All eyes and ears

by | Jan 27, 2015 | Formation, Reflections

Vincent EucharistTo set before you an ideal (1 Cor 7, 35)

Jesus is the great prophet God raised up from among us at the coming of the time of fulfillment. He teaches with God’s authority.

God acknowledges that we are right, those of us who do not want to die listening to his words amidst peals of thunder and lightning, loud trumpet blast, heavy cloud and smoke. Hence, he deigns to speak to us through his Son made flesh. Jesus, the humanization of God, makes attractive and approachable the fearsome and transcendent God.

Becoming like human beings in every way and tested exactly like us, yet without sin, the Son of God learns obedience through suffering. That is why he sympathizes with our weaknesses. Humble and meek of heart, he does not break a bruised reed nor does he quench a smoldering wick.

So, unless we are unclean spirits, there is no reason for our knees to knock or for us to faint in dread before the one who has pitched his tent among us. He is one of us; he is not a stranger to us. Jesus is not heavy-handed nor is he bent on showing who the boss is. Sure of his sovereignty over all by virtue of his divine sonship, he treats with lenient and encouraging affection those who are sinful, weak, not so wise and hardly appreciated, those who are sick with various diseases and racked with pain, are marginalized, troubled and abandoned like sheep without a shepherd.
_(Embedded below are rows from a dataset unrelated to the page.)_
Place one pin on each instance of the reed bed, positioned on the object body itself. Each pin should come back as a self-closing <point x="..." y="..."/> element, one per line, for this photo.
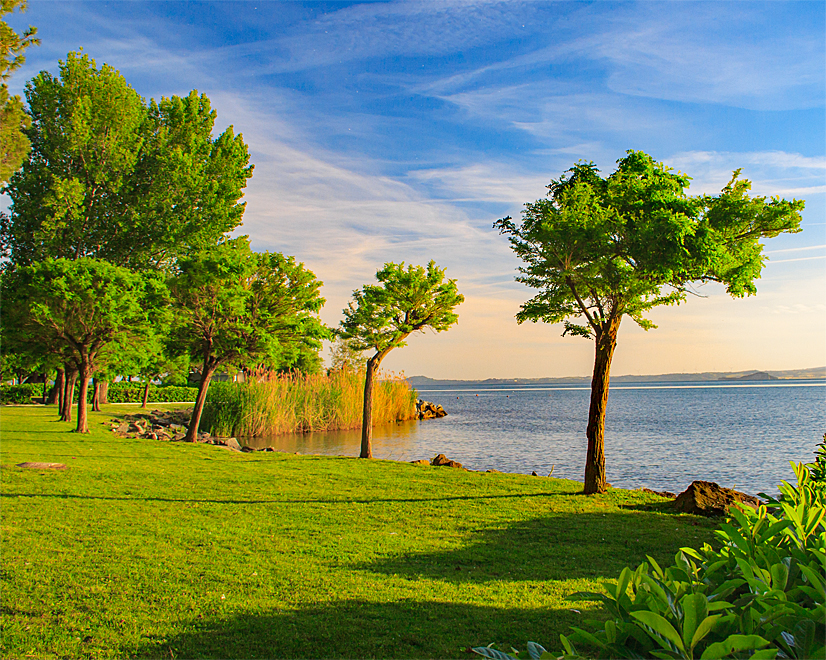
<point x="295" y="402"/>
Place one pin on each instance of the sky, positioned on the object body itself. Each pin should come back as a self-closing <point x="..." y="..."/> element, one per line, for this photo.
<point x="401" y="131"/>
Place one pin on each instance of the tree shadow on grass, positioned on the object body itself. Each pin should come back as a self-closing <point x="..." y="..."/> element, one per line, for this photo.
<point x="561" y="546"/>
<point x="361" y="629"/>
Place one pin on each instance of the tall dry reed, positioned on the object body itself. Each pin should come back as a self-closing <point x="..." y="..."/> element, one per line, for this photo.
<point x="294" y="402"/>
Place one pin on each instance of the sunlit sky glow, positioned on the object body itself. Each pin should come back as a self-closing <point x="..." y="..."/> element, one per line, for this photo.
<point x="401" y="131"/>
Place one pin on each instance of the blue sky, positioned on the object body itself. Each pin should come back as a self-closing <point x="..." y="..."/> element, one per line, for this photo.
<point x="401" y="131"/>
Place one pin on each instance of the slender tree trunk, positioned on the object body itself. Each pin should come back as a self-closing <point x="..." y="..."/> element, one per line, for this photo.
<point x="606" y="342"/>
<point x="367" y="409"/>
<point x="57" y="390"/>
<point x="195" y="421"/>
<point x="82" y="407"/>
<point x="68" y="395"/>
<point x="96" y="396"/>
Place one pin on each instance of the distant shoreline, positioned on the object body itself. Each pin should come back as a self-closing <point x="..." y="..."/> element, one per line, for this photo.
<point x="816" y="373"/>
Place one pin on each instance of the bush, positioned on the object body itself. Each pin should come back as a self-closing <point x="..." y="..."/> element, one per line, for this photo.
<point x="22" y="393"/>
<point x="298" y="402"/>
<point x="126" y="392"/>
<point x="120" y="392"/>
<point x="761" y="595"/>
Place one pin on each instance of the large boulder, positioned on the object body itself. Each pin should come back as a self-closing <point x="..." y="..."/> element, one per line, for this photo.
<point x="706" y="498"/>
<point x="428" y="410"/>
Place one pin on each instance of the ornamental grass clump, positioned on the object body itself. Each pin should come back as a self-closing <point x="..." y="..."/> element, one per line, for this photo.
<point x="761" y="595"/>
<point x="296" y="402"/>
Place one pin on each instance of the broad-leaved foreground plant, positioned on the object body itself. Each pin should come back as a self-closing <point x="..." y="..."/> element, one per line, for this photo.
<point x="761" y="595"/>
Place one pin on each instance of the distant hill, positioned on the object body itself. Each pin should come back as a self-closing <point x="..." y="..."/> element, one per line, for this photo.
<point x="791" y="374"/>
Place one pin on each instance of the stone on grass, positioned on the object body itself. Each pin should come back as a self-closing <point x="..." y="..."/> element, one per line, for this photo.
<point x="440" y="460"/>
<point x="706" y="498"/>
<point x="42" y="466"/>
<point x="660" y="493"/>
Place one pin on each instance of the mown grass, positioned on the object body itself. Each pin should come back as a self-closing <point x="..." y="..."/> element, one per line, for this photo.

God’s Sent One evangelizes the poor “by words and by works,” to use a phrase from St. Vincent de Paul (FRXII:87-88). Jesus preaches, of course, bringing to light at the same time the root causes of poverty—injustice, lack of love, greed, indifference. But above all, he does what he says. He comforts the poor, he remedies their spiritual and temporal needs and he helps them in every way and sees to it that they are likewise helped by others.   It is because of this that people are astonished at his teaching, for he teaches with authority and not as the scribes.

And since “no one has greater [and more drawing] love than this, to lay down one’s life for one’s friends,” then no one preaches more effectively than the one who does so from the altar of the cross. Lifted up from the earth, he draws everyone to himself.

Jesus draws us, for one thing, so that, instead of being scary monsters, we may be as human as he is.

Lord Jesus, grant that we never be fond of playing the superior (FRXI:346).